Looking ahead, half of respondents (49%) would engage more with their pension if it was accessible through their online banking account, with 85% preferring to access this information via a mobile app.
With the FCA’s Advice Guidance Boundary Review looking to lay out a proposed framework to supply affordable and scalable guidance solutions to members, 73% of respondents stated that they would use a digital advice service if it was offered through their pension providers.
In fact, the lack of digital advice is widely unpopular with respondents, with 72% stating that a lack of advice is a blocker to social mobility – a key goal of successive governments.
The vast majority (84%) believe that more people should have access to digital or financial advice to achieve better retirement outcomes. Members think providers have more of a responsibility for educating people about their pensions (55%), compared with anyone else – including the government’s Money Helper (49%), employers (46%) or schools (36%).
Bravura’s Proposition Lead EMEA, Jonathan Hawkins, said: “Our research shows there’s a clear opportunity for providers to take a more prominent role and deliver an outcome-based model to their members.
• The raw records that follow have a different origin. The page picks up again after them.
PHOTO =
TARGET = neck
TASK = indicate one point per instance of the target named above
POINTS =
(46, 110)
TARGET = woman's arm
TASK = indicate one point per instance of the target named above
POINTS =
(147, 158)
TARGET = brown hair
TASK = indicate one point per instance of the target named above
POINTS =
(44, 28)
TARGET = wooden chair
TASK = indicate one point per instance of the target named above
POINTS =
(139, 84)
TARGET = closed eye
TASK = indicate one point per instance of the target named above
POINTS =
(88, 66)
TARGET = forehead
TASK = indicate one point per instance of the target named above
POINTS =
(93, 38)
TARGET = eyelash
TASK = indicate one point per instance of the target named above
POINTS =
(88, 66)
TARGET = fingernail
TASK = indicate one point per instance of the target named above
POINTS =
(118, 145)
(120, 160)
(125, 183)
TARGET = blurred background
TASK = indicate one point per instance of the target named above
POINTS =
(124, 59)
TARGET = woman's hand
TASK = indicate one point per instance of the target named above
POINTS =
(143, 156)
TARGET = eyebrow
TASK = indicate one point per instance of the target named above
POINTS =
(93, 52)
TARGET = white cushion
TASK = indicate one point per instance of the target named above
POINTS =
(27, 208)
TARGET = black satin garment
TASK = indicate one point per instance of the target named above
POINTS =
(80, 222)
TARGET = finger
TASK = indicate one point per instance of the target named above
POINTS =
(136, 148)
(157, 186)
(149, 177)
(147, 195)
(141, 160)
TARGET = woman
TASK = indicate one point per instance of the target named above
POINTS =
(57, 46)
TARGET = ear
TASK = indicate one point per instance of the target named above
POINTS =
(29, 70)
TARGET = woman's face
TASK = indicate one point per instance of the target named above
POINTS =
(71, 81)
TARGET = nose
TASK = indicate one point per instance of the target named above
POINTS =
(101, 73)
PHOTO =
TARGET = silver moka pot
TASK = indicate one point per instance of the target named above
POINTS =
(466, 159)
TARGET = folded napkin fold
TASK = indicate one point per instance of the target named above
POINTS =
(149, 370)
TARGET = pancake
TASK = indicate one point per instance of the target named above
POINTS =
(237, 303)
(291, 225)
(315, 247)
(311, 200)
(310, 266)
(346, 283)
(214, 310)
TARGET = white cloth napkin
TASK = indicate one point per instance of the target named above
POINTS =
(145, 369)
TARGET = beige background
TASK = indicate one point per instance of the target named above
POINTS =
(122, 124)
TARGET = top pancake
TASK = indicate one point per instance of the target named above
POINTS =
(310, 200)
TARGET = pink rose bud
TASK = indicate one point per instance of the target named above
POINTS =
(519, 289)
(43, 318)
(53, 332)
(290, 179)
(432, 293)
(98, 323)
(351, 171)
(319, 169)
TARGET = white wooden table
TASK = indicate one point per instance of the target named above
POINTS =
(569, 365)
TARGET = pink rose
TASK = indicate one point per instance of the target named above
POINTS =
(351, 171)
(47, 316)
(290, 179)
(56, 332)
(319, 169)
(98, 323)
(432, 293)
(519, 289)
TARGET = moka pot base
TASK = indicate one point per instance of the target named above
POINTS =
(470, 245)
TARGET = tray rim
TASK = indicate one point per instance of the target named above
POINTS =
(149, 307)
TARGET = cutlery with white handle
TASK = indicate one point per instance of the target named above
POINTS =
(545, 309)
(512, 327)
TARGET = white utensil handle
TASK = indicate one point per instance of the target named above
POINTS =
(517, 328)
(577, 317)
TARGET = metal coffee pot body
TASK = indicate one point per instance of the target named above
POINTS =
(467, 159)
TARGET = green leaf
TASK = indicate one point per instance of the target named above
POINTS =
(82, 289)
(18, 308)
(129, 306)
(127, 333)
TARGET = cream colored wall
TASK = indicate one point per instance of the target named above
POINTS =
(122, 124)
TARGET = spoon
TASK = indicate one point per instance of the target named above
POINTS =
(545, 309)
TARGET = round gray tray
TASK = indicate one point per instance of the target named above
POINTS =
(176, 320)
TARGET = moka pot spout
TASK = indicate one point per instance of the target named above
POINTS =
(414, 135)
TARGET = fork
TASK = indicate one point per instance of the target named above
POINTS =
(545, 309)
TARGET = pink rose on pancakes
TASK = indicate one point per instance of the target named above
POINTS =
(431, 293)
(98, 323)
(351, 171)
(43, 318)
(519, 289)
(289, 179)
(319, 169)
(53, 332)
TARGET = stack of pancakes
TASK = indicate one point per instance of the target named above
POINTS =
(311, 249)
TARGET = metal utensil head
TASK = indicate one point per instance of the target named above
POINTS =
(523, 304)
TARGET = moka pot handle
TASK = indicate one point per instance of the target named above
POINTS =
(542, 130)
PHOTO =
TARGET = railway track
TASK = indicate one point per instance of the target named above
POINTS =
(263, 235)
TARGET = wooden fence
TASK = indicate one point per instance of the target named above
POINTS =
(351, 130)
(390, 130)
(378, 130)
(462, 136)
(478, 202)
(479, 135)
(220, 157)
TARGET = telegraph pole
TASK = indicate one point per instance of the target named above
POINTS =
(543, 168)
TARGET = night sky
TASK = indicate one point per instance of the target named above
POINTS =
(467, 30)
“It’s sad to see that most workplace members don’t have access to crucial retirement planning tools, given we’re well over a decade into the UK’s auto-enrolment journey. It, unfortunately, shows that we still have a long way to go to make our industry more competitive and focused on the needs of savers to encourage engagement.
“Dashboards will undoubtedly be an important step towards effectively modernising the UK’s pensions sector, and the industry needs to use this as a springboard to find its place in the open finance ecosystem and all the benefits it will bring to consumers.
“If you add to the mix Collective Defined Contribution (CDC) and potentially the Chancellor’s pensions mega schemes, many schemes, providers, TPAs and Master Trusts could quickly see their legacy business models go up in smoke without the appropriate investment in technology to create better member outcomes and lower costs to serve. No Provider, Master Trust, TPA or Scheme wants to be the pensions equivalent of “Blockbuster” when consumers want the pensions “Netflix”.”